= Rubin causal model =

Method of statistical analysis

The Rubin causal model (RCM), also known as the Neyman–Rubin causal model, is an approach to the statistical analysis of cause and effect based on the framework of potential outcomes, named after Donald Rubin. The name "Rubin causal model" was coined by Paul W. Holland. The potential outcomes framework was first proposed by Jerzy Neyman in his 1923 Master's thesis, though he discussed it only in the context of completely randomized experiments. Rubin extended it into a general framework for thinking about causation in both observational and experimental studies.

==Introduction==

The Rubin causal model is based on the idea of potential outcomes. For example, a person would have a particular income at age 40 if they had attended college, whereas they would have a different income at age 40 if they had not attended college. To measure the causal effect of going to college for this person, we need to compare the outcome for the same individual in both alternative futures. Since it is impossible to see both potential outcomes at once, one of the potential outcomes is always missing.
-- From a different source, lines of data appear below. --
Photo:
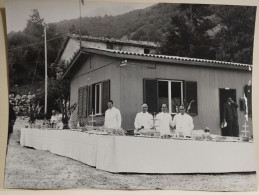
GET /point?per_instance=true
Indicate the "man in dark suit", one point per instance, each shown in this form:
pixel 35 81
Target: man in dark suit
pixel 231 118
pixel 12 118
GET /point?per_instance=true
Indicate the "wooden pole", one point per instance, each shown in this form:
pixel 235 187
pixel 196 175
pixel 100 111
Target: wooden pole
pixel 46 71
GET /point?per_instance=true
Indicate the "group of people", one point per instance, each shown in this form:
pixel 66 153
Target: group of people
pixel 56 120
pixel 163 122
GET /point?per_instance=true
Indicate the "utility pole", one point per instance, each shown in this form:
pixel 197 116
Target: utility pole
pixel 46 71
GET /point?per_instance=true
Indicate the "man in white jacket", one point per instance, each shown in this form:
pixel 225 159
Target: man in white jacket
pixel 112 118
pixel 143 119
pixel 164 121
pixel 183 123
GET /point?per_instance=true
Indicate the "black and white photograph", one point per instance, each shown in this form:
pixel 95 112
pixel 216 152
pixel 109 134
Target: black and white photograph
pixel 130 96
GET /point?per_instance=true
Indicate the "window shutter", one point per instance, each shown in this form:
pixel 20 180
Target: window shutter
pixel 105 94
pixel 84 102
pixel 150 94
pixel 248 93
pixel 89 103
pixel 93 99
pixel 80 102
pixel 191 96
This dilemma is the "fundamental problem of causal inference."

Because of the fundamental problem of causal inference, unit-level causal effects cannot be directly observed. However, randomized experiments allow for the estimation of population-level causal effects. A randomized experiment assigns people randomly to treatments: college or no college. Because of this random assignment, the groups are (on average) equivalent, and the difference in income at age 40 can be attributed to the college assignment since that was the only difference between the groups. An estimate of the average causal effect (also referred to as the average treatment effect or ATE) can then be obtained by computing the difference in means between the treated (college-attending) and control (not-college-attending) samples.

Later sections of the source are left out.